Second answer: By supposedly, I was actually just referring cynically to the term “Web 2.0,” which is so amorphous that it means just about anything. Social software / collectivizing is one of a number of Web 2.0 buzzwords… AJAX is another, etc….
Google Image Labeler is another recent phenomenon in leveraging collective intelligence - this time presented as a game (like pictionary) with partners. Pairs compete with other teams to label as many photos during a time limit - if both players suggest the same tag, a photo is considered labeled.
It is a great concept to make important data a byproduct of play. Still, the gameplay mechanic means I’m much more likely to label a picture “bird” than “cardinal.” An even bigger concern is that for people intent on winning, their goal is orthogonal to the goal of the system.
When I looked at the ratings board, one of the top rated players was using the account AlwaysSayCool. It reminds me of the Southampton team that won an interated prisoner’s dilemma contest by programming their bots to recognize each other and collude. There are many ways that “are we thinking the same thing?” is a different question from “are we seeing the same picture?” - it would be interesting to find out what kinds of data artifacts get pulled out of the Image Labeler result set.
[via Unmediated]
For an interesting discussion on the research of Luis von Ahn, developer of the ESP Game on which Google Image Labeler is based, see an interesting discussion at O’Reilly Radar of his July 2006 tech talk at Google[video].

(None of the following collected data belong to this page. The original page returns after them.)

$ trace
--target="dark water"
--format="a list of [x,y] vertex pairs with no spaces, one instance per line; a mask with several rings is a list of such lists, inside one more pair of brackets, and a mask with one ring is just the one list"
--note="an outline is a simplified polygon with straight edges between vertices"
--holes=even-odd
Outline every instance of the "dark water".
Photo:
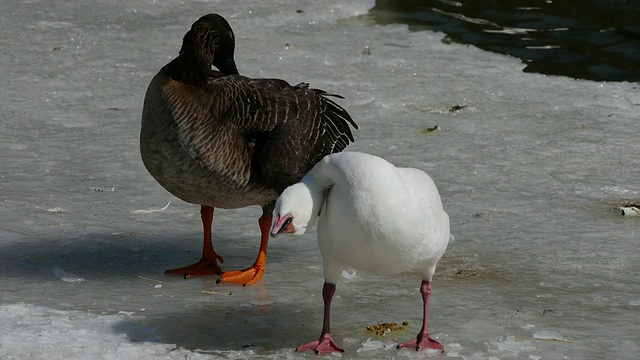
[[518,57],[525,72],[640,82],[640,0],[376,0],[370,15]]

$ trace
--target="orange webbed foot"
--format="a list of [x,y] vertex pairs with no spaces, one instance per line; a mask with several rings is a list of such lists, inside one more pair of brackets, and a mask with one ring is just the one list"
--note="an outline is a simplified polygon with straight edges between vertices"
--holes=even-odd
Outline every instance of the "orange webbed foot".
[[194,276],[214,276],[222,274],[222,269],[218,265],[218,261],[223,262],[222,257],[218,254],[214,254],[213,258],[202,258],[195,264],[171,269],[164,272],[165,275],[178,275],[185,279]]
[[271,213],[262,215],[258,220],[260,225],[260,250],[258,257],[253,266],[244,270],[226,271],[216,282],[220,283],[236,283],[242,286],[249,286],[257,283],[264,275],[264,269],[267,266],[267,243],[269,242],[269,228],[271,227]]
[[264,275],[264,266],[254,264],[244,270],[225,271],[216,283],[236,283],[242,286],[249,286],[260,281],[262,275]]

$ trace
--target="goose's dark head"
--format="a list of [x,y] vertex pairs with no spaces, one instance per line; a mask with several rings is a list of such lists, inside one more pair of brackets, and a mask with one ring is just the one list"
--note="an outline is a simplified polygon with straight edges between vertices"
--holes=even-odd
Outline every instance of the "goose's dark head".
[[208,14],[193,23],[184,35],[180,55],[193,64],[215,66],[224,75],[238,74],[233,60],[235,37],[231,26],[222,16]]

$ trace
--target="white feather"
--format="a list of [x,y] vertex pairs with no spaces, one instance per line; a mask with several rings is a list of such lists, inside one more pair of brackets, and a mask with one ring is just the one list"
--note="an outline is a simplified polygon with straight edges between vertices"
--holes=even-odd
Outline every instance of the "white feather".
[[326,156],[283,191],[274,213],[291,213],[296,233],[317,219],[325,280],[334,284],[349,268],[430,281],[452,238],[429,175],[356,152]]

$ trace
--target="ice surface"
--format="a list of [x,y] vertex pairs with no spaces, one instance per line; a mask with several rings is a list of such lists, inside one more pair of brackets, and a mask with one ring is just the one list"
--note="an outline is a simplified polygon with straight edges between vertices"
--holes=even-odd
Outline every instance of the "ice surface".
[[51,270],[53,272],[53,275],[55,275],[55,277],[57,277],[58,279],[60,279],[62,281],[66,281],[66,282],[81,282],[81,281],[84,281],[83,277],[81,277],[79,275],[76,275],[76,274],[73,274],[73,273],[70,273],[70,272],[67,272],[67,271],[64,271],[64,270],[60,269],[59,267],[53,267],[53,268],[51,268]]
[[[321,328],[313,232],[271,241],[248,288],[163,276],[199,257],[202,233],[198,207],[142,165],[142,99],[191,23],[219,12],[241,73],[345,96],[361,126],[351,150],[438,184],[456,237],[429,313],[446,356],[635,359],[640,218],[615,207],[640,198],[638,85],[525,74],[442,34],[371,24],[372,5],[1,2],[0,358],[315,358],[293,351]],[[225,269],[253,262],[259,214],[216,211]],[[419,284],[341,280],[343,358],[425,356],[378,346],[418,332]],[[390,321],[408,329],[366,331]]]

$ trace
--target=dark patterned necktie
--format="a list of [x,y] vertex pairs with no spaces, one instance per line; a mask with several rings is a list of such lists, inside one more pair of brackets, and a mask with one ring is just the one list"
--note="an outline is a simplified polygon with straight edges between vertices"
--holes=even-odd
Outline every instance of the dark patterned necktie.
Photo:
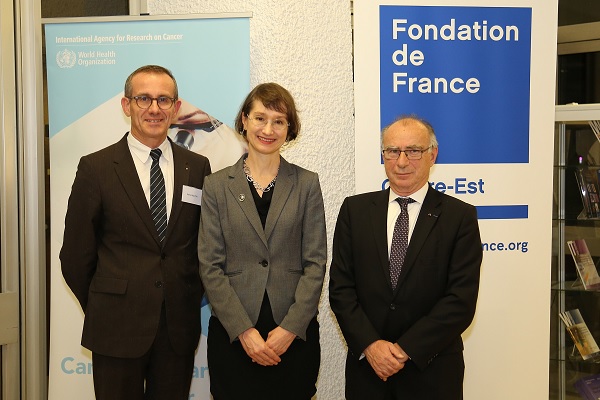
[[406,248],[408,247],[408,204],[414,203],[410,197],[396,199],[400,204],[400,215],[396,219],[394,225],[394,234],[392,236],[392,247],[390,249],[390,278],[392,280],[392,288],[396,289],[404,257],[406,256]]
[[165,192],[165,178],[158,160],[162,152],[160,149],[150,150],[152,157],[152,166],[150,167],[150,212],[158,232],[158,238],[161,243],[165,240],[165,231],[167,230],[167,195]]

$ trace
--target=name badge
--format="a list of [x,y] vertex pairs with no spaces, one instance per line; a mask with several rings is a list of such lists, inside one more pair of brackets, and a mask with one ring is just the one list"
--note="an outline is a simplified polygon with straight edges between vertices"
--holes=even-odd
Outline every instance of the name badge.
[[202,202],[202,189],[183,185],[181,201],[199,206]]

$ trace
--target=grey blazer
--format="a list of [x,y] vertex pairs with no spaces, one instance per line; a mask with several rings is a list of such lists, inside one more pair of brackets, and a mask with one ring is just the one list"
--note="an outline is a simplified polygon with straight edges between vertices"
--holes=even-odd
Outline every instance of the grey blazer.
[[275,322],[306,340],[327,262],[319,178],[282,157],[263,229],[244,157],[204,181],[198,257],[212,312],[233,342],[256,324],[266,290]]

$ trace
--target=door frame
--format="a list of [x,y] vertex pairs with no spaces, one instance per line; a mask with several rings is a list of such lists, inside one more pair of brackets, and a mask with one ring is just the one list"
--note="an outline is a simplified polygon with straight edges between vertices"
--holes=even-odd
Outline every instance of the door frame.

The Sheep Market by Aaron Koblin is an interesting art project that sheds some light on both Labeler and the Turk:
The project design notes are quite clever, with references to sheep-like behavior, ‘Dolly’, and other cultural significations of sheep. But most captivating of all is the section on the book Le Petit Prince:
The Sheep Market raises issues not just for the Mechanical Turk, but also for Google Image Labeler, and indeed any informatic game that implicitly demands “label this a sheep!”